Sorrow and fury welled up inside her. “How dare you use my memories of my father like this!” Kyoto reached for her sidearm, but she wasn’t wearing one. Not that an imaginary blaster could do any real damage in an imaginary place anyway.”
“You have our most sincere apologies, Commander,” the Prana said. “Your minds are alien to us, and we’re having a difficult time understanding what we find within your thoughts. They’re so… random, so chaotic. Always in motion but never seeming to lead anywhere.” The Prana spread his arms apologetically. “If we had known this image would cause you grief, we would not have selected it.”
Kyoto wasn’t mollified by the Prana’s explanation. “Since when do the Manti care about causing pain? It’s one of the things you do best.”
The Prana didn’t respond to her comment. Instead, she experienced another sensation of v
ertigo, and now they were all standing in a narrow corridor with plasteel walls, floor, and ceiling. Holographic light globes hung in the air above them, set to give off only scant illumination. The walls were lined with doors on both sides, each door featureless save for a DNA scan access panel in the middle.
The figure before them no longer resembled Kyoto’s father, but instead a short, stout man with close-cropped black hair and—incredibly—glasses. The man was dressed in the gray uniform of a security guard, and the holster around his waist held a stun lance.
Kyoto didn’t recognize either the man or the building, but Mudo did. The scientist took a step toward the uniformed man, then stopped.
“You’re not my father, either,” he said, sounding as if he were speaking to himself rather than the Prana. “And this isn’t Phobos Prison.”
So Mudo had grown up on Phobos, Kyoto thought, and as the son of a guard, no less.
“Correct again, Doctor,” the Prana said. The figure gestured at their surroundings. “All of this is from your memories.”
“I suppose I’ll be next,” Hastimukah said. “What will we see? The interior of a Residuum starship? Or will you dig deeper into my memories, going back to my childhood on Bergelmir, when my great-sire and I traveled from one shelter to another, trying to escape your kind?”

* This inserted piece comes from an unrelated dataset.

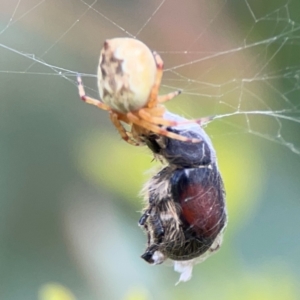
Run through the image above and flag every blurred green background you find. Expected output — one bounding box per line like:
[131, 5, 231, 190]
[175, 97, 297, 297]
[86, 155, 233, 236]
[0, 0, 300, 300]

Kyoto was taken aback by the bitterness in Hastimukah’s voice. She’d gotten so used to him being calm and reserved—almost like a kindly priest or a seasoned teacher—that she’d forgotten that the members of the Residuum had reason to hate the Manti just as much as humans did.
“No,” the Prana said. “The nanotechnology in your body prevents us from easily delving into your thoughts. We could nullify this technology, of course, but that would result in severe brain damage to you, so we thought it best to simply allow you to share the mindscape generated by your companions’ memories.”
Hastimukah paled. “I appreciate your restraint.”
The Prana inclined its head, acknowledging Hastimukah’s gratitude. “But shifting between two mindscapes can be distracting, even for us, so let us see what can be done about the situation.”